А потом ты понимаешь – ты видишь непонятные какие-то тени на стене от окна.
Домой я возвращался поздно, обедали мы там же на службе, а вечерами готовил себе чего-нибудь попроще.
В доме у нас ни звука, ни шороха. Тишина. Брошенные квартиры не занимает никто. Боятся, верно, этого дома из-за убийства и то, что дом под надзором. И Милицу Борисовну я тоже больше не встречал, хотя, наверное, она жила теперь в квартире Паисьевича с подпиской о невыезде.

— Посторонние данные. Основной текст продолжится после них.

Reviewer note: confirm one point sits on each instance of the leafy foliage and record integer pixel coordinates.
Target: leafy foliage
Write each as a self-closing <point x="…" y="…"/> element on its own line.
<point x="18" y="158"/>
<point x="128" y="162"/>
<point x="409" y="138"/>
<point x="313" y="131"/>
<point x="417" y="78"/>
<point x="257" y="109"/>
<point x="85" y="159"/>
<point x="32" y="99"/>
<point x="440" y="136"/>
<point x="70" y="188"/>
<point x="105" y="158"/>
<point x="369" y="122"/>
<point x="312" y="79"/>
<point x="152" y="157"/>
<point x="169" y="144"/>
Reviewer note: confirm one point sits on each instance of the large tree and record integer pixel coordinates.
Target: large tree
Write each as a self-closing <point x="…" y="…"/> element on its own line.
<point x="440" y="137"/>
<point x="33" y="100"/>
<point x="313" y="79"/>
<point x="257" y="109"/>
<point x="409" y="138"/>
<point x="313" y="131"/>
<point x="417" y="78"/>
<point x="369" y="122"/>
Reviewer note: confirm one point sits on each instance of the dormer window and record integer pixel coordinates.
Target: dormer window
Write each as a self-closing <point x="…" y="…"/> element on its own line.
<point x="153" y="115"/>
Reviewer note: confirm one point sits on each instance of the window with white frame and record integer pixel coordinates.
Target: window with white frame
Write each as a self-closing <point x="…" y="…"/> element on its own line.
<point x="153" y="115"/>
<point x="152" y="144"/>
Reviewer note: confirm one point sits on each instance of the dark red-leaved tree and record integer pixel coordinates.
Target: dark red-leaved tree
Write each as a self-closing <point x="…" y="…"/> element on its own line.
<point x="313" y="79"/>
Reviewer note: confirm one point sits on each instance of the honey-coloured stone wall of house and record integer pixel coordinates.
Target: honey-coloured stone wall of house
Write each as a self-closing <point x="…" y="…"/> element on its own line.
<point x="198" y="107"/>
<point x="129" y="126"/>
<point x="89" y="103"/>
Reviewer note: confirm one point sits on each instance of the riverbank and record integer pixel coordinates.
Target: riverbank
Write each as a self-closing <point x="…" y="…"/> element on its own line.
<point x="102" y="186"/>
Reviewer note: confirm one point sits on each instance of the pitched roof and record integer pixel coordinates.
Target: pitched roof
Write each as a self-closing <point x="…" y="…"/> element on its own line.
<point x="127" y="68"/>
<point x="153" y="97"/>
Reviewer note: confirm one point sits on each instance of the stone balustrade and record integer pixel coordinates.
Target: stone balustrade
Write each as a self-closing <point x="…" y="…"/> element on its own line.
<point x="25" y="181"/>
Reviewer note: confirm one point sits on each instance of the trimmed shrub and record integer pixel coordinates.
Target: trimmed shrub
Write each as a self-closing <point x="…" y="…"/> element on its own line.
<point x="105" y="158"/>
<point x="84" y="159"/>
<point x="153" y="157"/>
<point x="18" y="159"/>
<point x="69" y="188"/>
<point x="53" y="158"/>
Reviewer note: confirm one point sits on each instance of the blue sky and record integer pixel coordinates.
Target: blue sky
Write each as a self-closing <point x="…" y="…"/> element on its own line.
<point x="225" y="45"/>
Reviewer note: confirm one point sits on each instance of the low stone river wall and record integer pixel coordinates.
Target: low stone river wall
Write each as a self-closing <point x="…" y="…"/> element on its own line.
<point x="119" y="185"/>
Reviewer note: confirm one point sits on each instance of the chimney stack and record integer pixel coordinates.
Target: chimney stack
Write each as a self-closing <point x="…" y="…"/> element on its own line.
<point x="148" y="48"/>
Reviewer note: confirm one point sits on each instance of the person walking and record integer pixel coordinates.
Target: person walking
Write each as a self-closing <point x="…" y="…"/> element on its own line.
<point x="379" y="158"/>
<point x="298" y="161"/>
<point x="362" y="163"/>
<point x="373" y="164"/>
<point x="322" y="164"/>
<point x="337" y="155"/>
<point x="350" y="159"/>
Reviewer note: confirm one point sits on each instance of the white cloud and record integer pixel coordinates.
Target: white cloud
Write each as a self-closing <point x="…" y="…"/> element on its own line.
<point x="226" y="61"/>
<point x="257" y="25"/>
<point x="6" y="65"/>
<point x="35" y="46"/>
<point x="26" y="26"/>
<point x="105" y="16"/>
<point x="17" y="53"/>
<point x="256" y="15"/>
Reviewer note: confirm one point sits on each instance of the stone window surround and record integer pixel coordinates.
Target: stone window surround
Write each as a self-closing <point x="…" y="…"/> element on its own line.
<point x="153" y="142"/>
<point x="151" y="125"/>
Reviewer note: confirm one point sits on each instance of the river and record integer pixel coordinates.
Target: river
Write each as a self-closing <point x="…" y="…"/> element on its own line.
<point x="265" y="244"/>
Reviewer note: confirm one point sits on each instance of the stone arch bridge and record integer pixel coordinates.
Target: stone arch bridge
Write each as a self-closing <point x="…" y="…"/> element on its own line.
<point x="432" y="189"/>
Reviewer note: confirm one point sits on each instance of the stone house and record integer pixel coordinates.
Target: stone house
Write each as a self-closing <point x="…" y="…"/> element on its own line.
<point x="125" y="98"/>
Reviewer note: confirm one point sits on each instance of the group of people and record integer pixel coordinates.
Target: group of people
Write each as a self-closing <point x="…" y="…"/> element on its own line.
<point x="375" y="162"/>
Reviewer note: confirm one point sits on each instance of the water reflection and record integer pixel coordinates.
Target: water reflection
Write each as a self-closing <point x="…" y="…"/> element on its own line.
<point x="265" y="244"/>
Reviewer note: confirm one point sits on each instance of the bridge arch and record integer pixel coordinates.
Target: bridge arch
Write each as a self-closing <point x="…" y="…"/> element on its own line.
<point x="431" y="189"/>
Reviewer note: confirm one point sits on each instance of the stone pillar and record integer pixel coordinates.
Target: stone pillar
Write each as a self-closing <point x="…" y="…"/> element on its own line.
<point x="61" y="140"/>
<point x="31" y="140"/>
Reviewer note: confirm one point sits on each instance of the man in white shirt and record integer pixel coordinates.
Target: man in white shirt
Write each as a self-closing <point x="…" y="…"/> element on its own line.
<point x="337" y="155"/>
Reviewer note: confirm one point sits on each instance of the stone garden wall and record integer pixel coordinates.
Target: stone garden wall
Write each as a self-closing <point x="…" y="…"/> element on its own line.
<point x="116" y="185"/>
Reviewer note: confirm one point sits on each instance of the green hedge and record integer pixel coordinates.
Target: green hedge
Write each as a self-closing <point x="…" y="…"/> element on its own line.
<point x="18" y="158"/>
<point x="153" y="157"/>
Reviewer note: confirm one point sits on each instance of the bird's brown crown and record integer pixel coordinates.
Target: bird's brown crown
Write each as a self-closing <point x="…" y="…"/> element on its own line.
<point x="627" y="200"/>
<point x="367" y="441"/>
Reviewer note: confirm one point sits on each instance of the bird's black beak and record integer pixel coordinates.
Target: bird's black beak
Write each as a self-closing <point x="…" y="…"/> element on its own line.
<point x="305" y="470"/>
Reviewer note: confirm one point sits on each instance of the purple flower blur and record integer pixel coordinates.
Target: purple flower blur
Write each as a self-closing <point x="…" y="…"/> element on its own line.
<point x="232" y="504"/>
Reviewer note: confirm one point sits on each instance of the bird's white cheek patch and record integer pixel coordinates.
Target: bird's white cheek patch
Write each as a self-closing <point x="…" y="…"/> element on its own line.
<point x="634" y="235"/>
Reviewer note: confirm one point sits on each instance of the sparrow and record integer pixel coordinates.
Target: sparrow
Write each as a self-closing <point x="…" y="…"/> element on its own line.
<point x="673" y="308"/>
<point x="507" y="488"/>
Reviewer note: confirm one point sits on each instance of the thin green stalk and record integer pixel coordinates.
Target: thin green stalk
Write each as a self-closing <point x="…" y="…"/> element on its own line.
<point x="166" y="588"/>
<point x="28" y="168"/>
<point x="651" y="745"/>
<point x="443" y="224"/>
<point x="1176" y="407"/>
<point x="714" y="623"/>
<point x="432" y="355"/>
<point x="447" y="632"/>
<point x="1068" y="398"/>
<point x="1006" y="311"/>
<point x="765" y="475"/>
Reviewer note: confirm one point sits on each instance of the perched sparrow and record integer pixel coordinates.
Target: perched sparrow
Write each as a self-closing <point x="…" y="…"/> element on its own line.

Домой к себе я проходил мимо школы, там во дворе почему-то появилась пушка с очень длинным дулом. А на площади у неработающего фонтана я разглядел в воде старинный военный кивер, черный с красными полосами с обеих сторон, с маленьким блестящим козыречком. Но это был, как видно, театральный реквизит. От заросшего седой бородой соседа своего по столу, по профессии актера, а теперь занимался он коммунальными платежами, я слышал, что его, например, театр закрыли, а что с другими – неизвестно.
И все же нет, очень я не хотел переворачивать лист календаря на окне с замечательным городом Делфтом XVII века, и не переворачивал, хотя месяц был уже другой.
Нет, нет и нет. Моя жизнь… Я буду ехать, как ехал всегда в поездах, я буду свободен! И не диссертация вовсе, а я напишу об этом. Свою жизнь. Как все же повернулось что-то во мне.
А в вагоне окно приоткрыто. И мчится поезд. Вечер. Так пахнет травами, дымом костров, деревней, и река близко. Лиственницы появились вон, мелькают, мелькают вдоль полотна. А вдали пожар.
Теперь я пишу все время и как-то не могу остановиться. Это не украдкой, отрываюсь просто от электроэнергетических расчетов и пишу. Ведь по вечерам сил нет, устаю. А утром голова свежая и вовсе не для канцелярии, и я даже чувствую иной раз в потоке слов какой-то явный внутренний ритм. Именно ритм.
А в электроэнергетических записях у меня уже наверняка ошибки, поэтому надо иначе.
Я снимаю часы с руки и кладу на стол. С утра, пока такой вот запал, я пишу не отрываясь. А потом что-то спотыкается, затухает, тогда и перехожу на канцелярию. Конечно, в голове начинают постепенно снова сами собой крутиться дорога, река, лес, разные такие люди, события, сколько ж я видел… На оторванных клочках из тетрадки записываю бегло несколько слов для памяти, для утра. И снова углубляюсь в канцелярскую круговерть.
Мой седобородый сосед по столу – я ж сижу с самого края – смотрит иной раз украдкой – чем занимаюсь?.. Но мне-то, чего мне бояться. Донесет? Но пока спокойно. И я продолжаю. И вокруг заняты все, у каждого свое задание. Проверяющий не ходит вдоль столов, это вам не школа, другой у них явно метод наблюдения, они видят все на экранах, конечно, которых мы не видим. Но что тут хорошо – главное – выполнения норм, пока, во всяком случае, не требуют.
За этими столами почти всех я уже знаю в лицо.
К примеру, физика-теоретика, он тут единственный такой ярко-рыжий (моя слабая рыжеватость не в счет), волосы у него растрепаны, очки сползают, а глаза у него наверняка зеленые, потому что, как считается теперь, у всех рыжих глаза зеленые.